# Cymraeg (Welsh): penblwydd hapus a nos da



## caperucita roja

Hi all!! I read this and thought it was probably welsh... and I know it is not a Welsh-English forum, but maybe I am lucky and there's someone who can speak it!! 

"penblwydd hapus a nos da" 

I think hapus must be happy and also found that nos da is good night, isn't it???  But I don't understand it anyway!!

Thank you for any help if you can, that would be great!!!! 
C.


----------



## Eva Maria

caperucita roja said:


> Hi all!! I read this and thought it was probably welsh... and I know it is not a Welsh-English forum, but maybe I am lucky and there's someone who can speak it!!
> 
> "penblwydd hapus a nos da"
> 
> I think hapus must be happy and also found that nos da is good night, isn't it???  But I don't understand it anyway!!
> 
> Thank you for any help if you can, that would be great!!!!
> C.


 
Caperucita y el lobo,

I'm not Welsh, but look:

- Happy Birthday *Penblwydd Hapus* [“PENblwidh HAPiss”] 

Tu intuición de "hapus" = "happy" ha sido acertada!
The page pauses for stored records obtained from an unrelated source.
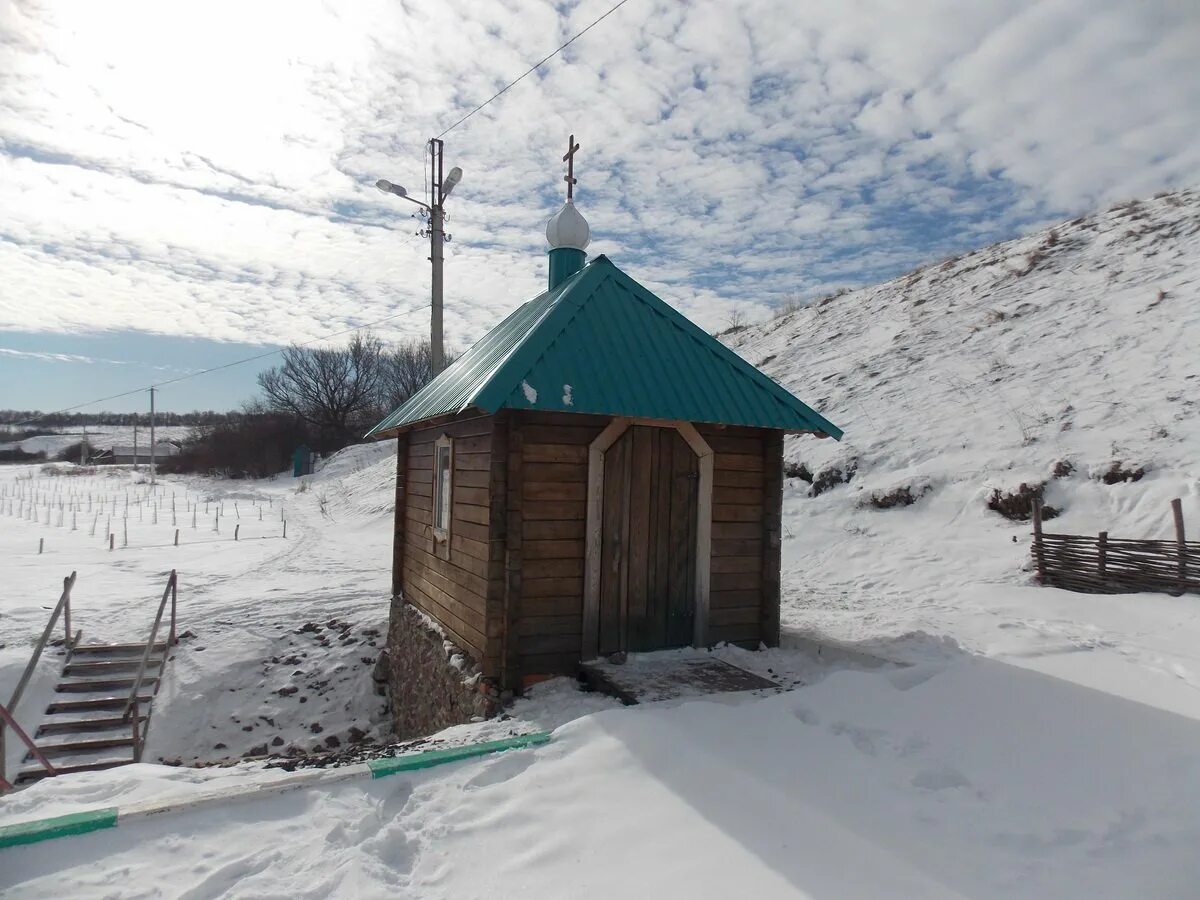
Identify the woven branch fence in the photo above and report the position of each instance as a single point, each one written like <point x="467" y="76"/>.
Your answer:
<point x="1116" y="565"/>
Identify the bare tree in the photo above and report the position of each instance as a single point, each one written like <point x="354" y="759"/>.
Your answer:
<point x="335" y="390"/>
<point x="405" y="370"/>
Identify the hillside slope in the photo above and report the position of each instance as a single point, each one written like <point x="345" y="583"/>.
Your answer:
<point x="1078" y="345"/>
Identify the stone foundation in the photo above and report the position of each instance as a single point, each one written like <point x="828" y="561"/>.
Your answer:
<point x="432" y="684"/>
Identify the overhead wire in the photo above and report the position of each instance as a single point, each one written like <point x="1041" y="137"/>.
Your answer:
<point x="529" y="71"/>
<point x="535" y="66"/>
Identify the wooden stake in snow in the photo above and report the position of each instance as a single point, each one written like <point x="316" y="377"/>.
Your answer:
<point x="1038" y="555"/>
<point x="1177" y="514"/>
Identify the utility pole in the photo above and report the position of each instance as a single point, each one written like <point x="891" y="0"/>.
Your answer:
<point x="441" y="189"/>
<point x="437" y="234"/>
<point x="151" y="436"/>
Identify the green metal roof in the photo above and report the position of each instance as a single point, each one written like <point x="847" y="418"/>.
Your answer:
<point x="603" y="343"/>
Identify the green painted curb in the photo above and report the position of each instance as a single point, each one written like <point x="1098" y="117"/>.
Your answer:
<point x="58" y="827"/>
<point x="381" y="768"/>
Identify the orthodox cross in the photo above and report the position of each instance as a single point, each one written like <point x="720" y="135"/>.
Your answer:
<point x="569" y="178"/>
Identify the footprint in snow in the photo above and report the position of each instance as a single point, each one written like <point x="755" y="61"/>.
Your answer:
<point x="807" y="715"/>
<point x="940" y="779"/>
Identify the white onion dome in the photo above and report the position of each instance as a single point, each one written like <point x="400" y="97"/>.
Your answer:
<point x="568" y="228"/>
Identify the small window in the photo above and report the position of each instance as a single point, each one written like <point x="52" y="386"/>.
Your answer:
<point x="443" y="471"/>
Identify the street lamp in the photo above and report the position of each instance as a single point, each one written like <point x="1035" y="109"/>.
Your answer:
<point x="441" y="190"/>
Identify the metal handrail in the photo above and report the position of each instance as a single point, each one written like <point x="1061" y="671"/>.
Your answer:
<point x="131" y="705"/>
<point x="7" y="718"/>
<point x="64" y="605"/>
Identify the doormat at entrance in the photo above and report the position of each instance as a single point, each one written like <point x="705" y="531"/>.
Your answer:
<point x="652" y="677"/>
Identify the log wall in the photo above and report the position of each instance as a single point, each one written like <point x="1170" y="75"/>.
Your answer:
<point x="453" y="585"/>
<point x="510" y="588"/>
<point x="553" y="516"/>
<point x="742" y="532"/>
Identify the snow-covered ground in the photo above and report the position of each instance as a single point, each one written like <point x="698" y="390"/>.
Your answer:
<point x="1039" y="744"/>
<point x="99" y="436"/>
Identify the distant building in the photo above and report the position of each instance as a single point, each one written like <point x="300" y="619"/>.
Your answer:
<point x="126" y="454"/>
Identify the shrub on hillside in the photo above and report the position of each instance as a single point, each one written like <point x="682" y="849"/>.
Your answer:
<point x="17" y="455"/>
<point x="1119" y="472"/>
<point x="258" y="445"/>
<point x="833" y="475"/>
<point x="797" y="469"/>
<point x="71" y="453"/>
<point x="903" y="496"/>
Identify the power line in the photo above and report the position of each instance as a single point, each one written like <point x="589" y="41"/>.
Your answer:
<point x="216" y="369"/>
<point x="534" y="67"/>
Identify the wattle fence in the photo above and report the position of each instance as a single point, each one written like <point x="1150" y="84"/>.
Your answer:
<point x="1098" y="564"/>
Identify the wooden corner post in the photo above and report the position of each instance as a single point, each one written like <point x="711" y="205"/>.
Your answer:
<point x="397" y="546"/>
<point x="510" y="664"/>
<point x="772" y="534"/>
<point x="1038" y="550"/>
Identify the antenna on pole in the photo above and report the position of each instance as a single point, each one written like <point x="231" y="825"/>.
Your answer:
<point x="569" y="178"/>
<point x="151" y="437"/>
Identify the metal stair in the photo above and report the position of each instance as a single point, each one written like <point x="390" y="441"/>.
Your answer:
<point x="77" y="742"/>
<point x="101" y="714"/>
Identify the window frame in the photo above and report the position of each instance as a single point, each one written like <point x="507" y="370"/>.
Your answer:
<point x="442" y="532"/>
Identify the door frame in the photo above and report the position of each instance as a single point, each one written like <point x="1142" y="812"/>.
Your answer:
<point x="594" y="537"/>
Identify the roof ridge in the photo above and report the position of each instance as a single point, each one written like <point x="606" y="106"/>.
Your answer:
<point x="730" y="358"/>
<point x="499" y="385"/>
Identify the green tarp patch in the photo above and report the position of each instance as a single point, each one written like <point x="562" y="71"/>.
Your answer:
<point x="437" y="757"/>
<point x="58" y="827"/>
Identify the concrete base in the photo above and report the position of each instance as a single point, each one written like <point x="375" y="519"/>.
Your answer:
<point x="431" y="683"/>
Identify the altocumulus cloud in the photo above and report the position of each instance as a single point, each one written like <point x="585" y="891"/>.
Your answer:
<point x="205" y="169"/>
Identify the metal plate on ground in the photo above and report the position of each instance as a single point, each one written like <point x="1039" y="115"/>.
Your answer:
<point x="648" y="678"/>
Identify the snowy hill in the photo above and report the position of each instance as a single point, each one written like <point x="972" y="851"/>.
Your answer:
<point x="1077" y="348"/>
<point x="1006" y="761"/>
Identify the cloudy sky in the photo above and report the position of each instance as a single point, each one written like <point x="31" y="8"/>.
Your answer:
<point x="184" y="183"/>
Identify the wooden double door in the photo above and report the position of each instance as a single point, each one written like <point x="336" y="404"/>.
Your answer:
<point x="648" y="541"/>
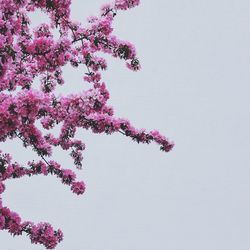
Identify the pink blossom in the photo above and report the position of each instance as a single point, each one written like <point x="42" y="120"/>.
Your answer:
<point x="28" y="54"/>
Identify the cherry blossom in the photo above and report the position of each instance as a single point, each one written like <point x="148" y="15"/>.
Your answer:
<point x="26" y="54"/>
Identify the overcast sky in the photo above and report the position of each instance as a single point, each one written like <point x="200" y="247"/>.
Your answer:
<point x="194" y="87"/>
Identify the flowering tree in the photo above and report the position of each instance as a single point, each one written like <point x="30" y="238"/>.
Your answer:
<point x="26" y="54"/>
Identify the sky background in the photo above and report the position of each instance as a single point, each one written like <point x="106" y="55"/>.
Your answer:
<point x="193" y="87"/>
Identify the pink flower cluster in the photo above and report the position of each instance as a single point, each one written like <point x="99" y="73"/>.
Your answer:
<point x="26" y="54"/>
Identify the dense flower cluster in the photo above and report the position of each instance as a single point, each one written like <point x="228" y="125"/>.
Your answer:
<point x="26" y="54"/>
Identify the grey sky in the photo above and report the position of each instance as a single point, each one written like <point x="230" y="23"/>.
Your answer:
<point x="193" y="87"/>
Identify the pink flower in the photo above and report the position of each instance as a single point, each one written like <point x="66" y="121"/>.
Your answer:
<point x="78" y="187"/>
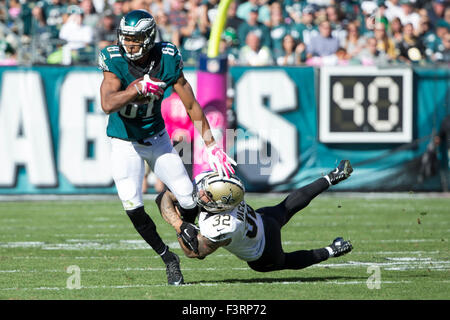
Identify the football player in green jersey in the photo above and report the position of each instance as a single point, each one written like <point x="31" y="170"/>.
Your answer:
<point x="137" y="129"/>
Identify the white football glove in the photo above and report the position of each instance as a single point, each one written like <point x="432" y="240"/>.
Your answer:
<point x="219" y="161"/>
<point x="152" y="88"/>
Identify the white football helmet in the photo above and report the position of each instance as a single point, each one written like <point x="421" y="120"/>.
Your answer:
<point x="216" y="194"/>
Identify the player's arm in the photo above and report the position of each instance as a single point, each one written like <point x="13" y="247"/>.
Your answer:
<point x="166" y="205"/>
<point x="218" y="159"/>
<point x="205" y="247"/>
<point x="193" y="109"/>
<point x="112" y="98"/>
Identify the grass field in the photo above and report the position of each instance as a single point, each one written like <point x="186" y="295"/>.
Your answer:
<point x="405" y="238"/>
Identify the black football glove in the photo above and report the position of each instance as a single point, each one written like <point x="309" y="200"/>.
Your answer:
<point x="189" y="236"/>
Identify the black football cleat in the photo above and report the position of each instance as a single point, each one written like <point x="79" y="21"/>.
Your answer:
<point x="173" y="271"/>
<point x="339" y="247"/>
<point x="342" y="172"/>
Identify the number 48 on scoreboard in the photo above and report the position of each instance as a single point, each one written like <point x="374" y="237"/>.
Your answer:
<point x="365" y="105"/>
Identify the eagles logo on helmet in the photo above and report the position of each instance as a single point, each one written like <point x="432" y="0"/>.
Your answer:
<point x="137" y="26"/>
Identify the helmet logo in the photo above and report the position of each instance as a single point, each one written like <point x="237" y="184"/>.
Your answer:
<point x="228" y="199"/>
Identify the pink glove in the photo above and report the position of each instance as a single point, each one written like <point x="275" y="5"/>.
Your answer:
<point x="152" y="88"/>
<point x="219" y="161"/>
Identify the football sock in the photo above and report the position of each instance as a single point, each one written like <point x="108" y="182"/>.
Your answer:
<point x="305" y="258"/>
<point x="330" y="251"/>
<point x="147" y="229"/>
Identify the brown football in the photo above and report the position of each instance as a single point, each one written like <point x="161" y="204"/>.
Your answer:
<point x="141" y="100"/>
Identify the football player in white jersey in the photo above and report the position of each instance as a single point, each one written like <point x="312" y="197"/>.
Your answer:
<point x="254" y="236"/>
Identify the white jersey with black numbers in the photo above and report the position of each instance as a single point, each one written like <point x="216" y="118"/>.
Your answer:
<point x="242" y="225"/>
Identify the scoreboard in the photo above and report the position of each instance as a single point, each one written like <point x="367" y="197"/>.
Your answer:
<point x="365" y="105"/>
No encuentro la frase acompañada de "a nos do", pero sí con:

*-* Penblwydd Hapus i ti

"I ti" = a ti ? (Feliz cumpleaños a ti?)

"A nos do" = a nosotros/vosotros (dos) / a ambos (de nosotros/vosotros) ? (Feliz cumpleaños a nosotros/vosotros dos / a ambos ?)

EM

PS: Así que has cumplido años recientemente y un pretendiente galés te ha felicitado?


----------



## elpoderoso

Nos da is goodnight in Welsh(I'm pretty sure)


----------



## Outsider

"Happy birthday and good night"? Does _a_ mean "and"?


----------



## Welsh_Sion

*penblwydd* (n.m.) - end (of) year = birthday (Similar idea to Spanish)
*hapus* (adj. gen.) - happy
*a* (conj.) - and
*nos *(n.f.) - night
*da *(adj. gen.) - good

"Happy Birthday and Goodnight".


----------